How Are You Teaching?

Comprehensive Focus on Student Participation and Engagement

Course Taught:

  • EALL 4200: Topics in East Asian Culture -- The Monstrous in Japanese Cutlure 

 

Naomi Fukumori, Ph.D., associate professor with the Department of East Asian Languages and Literature, infused her new course – The Monstrous in Japanese Culture -- with evidence-based instructional strategies to promote student participation “by creating opportunities for generating and assessing knowledge.”

In the past, Fukumori explained, she was reticent to implement student-centered activities in courses based on her comfort level with lecture-style presentations that encouraged dialogue in Socratic fashion. She identified enhancing student participation as a significant issue through student feedback, research on teaching and learning, and her own “discovery in the classroom” that students learn more from active learning and activities that provide immediate feedback to students.

Fukumori employed new technologies to provide innovative visual presentations of student participation (word clouds and charts of responses), concrete exchange of feedback among students through peer review; and involvement of other experts to broaden the method and content of the course and to connect students with additional resources.

“I’ve always known that active student participation in class was paramount to my sense of a course’s success,” she writes. “If students actively participate, it’s observable evidence that they’re enjoying the class. But, what is of greater import is the experiential learning that a course and instructor can facilitate, and I focused my IR efforts in creating, implementing, and assessing student activities that would produce evidence of effectiveness for student learning.”

She originally chose an individualized pathway to completion of IR, but, after having taught the course and reflecting on the results, participated in the Drake Institute Digital Humanities Pedagogy Endorsement led by Leigh Bonds.

Fukumori assessed her instructional adaptations through direct and indirect methods, including student participation in Top Hat, public presentations, and peer reviews, as well as Student Evaluation of Instruction. She also tracked direct student communications, and reviewed student performance on assessments that aligned with the implemented strategies.

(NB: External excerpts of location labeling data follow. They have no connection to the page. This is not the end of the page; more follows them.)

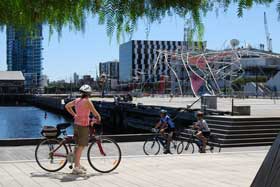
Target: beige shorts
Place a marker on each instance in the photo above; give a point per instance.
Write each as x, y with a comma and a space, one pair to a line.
81, 135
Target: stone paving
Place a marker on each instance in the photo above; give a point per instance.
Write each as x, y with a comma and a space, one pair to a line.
210, 169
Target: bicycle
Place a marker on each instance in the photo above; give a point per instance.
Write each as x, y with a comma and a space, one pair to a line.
191, 139
53, 153
152, 145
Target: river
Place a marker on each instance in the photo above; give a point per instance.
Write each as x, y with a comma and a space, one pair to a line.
26, 121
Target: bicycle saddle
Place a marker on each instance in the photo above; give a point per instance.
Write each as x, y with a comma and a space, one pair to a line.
63, 125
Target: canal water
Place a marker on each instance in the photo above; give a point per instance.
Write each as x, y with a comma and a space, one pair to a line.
27, 121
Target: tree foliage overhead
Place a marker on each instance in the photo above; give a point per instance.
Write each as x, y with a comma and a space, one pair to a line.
119, 16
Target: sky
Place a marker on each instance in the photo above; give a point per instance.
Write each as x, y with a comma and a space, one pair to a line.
81, 52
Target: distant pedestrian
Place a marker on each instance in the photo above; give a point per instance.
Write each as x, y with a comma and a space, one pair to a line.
203, 131
166, 125
83, 107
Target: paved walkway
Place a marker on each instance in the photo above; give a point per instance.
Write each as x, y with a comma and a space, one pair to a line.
217, 170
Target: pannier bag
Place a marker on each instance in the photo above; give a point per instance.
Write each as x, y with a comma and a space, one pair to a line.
50, 132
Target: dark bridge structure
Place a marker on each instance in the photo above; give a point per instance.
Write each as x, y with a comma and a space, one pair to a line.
127, 117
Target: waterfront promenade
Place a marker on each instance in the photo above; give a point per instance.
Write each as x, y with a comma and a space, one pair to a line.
231, 167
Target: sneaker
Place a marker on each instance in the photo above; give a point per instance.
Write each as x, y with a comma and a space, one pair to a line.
78, 171
83, 168
166, 152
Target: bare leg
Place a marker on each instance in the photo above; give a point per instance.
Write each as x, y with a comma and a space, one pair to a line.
200, 136
78, 153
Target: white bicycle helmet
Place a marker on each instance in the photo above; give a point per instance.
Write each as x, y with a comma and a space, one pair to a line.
85, 88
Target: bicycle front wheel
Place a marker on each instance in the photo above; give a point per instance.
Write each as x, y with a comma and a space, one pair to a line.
104, 155
180, 147
50, 155
173, 146
151, 147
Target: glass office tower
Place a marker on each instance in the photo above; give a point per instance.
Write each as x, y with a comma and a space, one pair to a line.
24, 53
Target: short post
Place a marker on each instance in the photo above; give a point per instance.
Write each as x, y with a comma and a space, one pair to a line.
232, 105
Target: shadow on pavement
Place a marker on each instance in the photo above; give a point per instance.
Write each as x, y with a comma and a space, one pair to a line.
68, 177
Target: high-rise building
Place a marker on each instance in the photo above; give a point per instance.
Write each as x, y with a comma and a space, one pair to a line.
24, 53
76, 79
110, 68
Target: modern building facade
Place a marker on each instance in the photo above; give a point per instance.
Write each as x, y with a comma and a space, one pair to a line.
11, 82
137, 58
110, 68
24, 53
76, 79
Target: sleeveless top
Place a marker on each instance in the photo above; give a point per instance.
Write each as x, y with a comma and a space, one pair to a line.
167, 119
82, 117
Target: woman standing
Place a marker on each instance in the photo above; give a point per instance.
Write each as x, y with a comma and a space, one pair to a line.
83, 107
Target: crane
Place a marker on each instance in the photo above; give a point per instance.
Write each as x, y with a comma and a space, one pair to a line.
268, 39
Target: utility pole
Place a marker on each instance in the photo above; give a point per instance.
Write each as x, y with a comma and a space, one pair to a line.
268, 39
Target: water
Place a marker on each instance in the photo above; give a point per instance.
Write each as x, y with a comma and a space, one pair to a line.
27, 122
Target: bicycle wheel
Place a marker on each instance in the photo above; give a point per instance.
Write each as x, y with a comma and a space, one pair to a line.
151, 147
49, 160
104, 155
180, 147
189, 149
173, 146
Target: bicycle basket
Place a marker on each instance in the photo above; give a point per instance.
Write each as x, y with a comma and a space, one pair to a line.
50, 132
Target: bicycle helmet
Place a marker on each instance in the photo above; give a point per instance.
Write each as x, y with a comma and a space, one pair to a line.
85, 89
162, 111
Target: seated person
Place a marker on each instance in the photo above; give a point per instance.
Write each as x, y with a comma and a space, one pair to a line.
166, 125
203, 130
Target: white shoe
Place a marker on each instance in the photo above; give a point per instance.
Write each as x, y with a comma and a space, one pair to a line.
83, 168
78, 171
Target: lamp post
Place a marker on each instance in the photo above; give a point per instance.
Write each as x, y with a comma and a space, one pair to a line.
102, 81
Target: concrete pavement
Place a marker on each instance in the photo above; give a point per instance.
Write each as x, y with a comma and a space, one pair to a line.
221, 169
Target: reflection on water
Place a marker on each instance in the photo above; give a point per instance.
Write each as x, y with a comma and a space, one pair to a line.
26, 122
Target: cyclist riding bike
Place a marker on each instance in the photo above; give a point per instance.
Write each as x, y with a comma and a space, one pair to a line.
166, 125
83, 107
203, 131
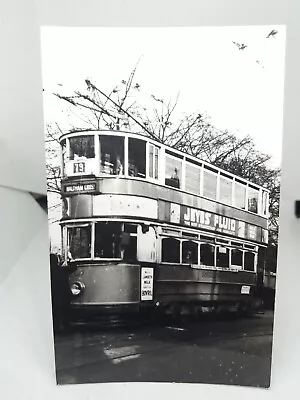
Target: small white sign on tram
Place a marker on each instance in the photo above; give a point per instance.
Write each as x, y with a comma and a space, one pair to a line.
146, 283
245, 290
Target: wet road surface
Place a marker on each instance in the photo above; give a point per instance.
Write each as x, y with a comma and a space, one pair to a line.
229, 351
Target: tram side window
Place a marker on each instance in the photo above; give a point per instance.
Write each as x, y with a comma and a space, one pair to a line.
153, 161
240, 196
236, 258
112, 155
170, 250
173, 172
210, 184
225, 190
207, 254
192, 178
108, 238
190, 252
253, 199
136, 158
222, 257
265, 203
249, 261
82, 147
80, 241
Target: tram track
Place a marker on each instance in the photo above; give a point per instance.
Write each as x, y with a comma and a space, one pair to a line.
151, 344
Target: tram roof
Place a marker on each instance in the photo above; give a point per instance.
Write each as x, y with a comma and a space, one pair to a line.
155, 141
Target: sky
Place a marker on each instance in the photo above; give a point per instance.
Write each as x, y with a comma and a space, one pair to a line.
203, 65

“The methods I used gave me a chance to see how creative, curious, and motivated students can be when given the proper contexts, guidance, and trust,” she concluded. “Most of them enrolled in the course because they already were aficionados of Japanese monsters or of monsters generally. They had much they wanted to share and discuss. The activities I implemented as part of the IR gave students chances to test out ideas without the risks of the more conventional graded assignments, and this ultimately resulted in the students doing better on the graded assignments.”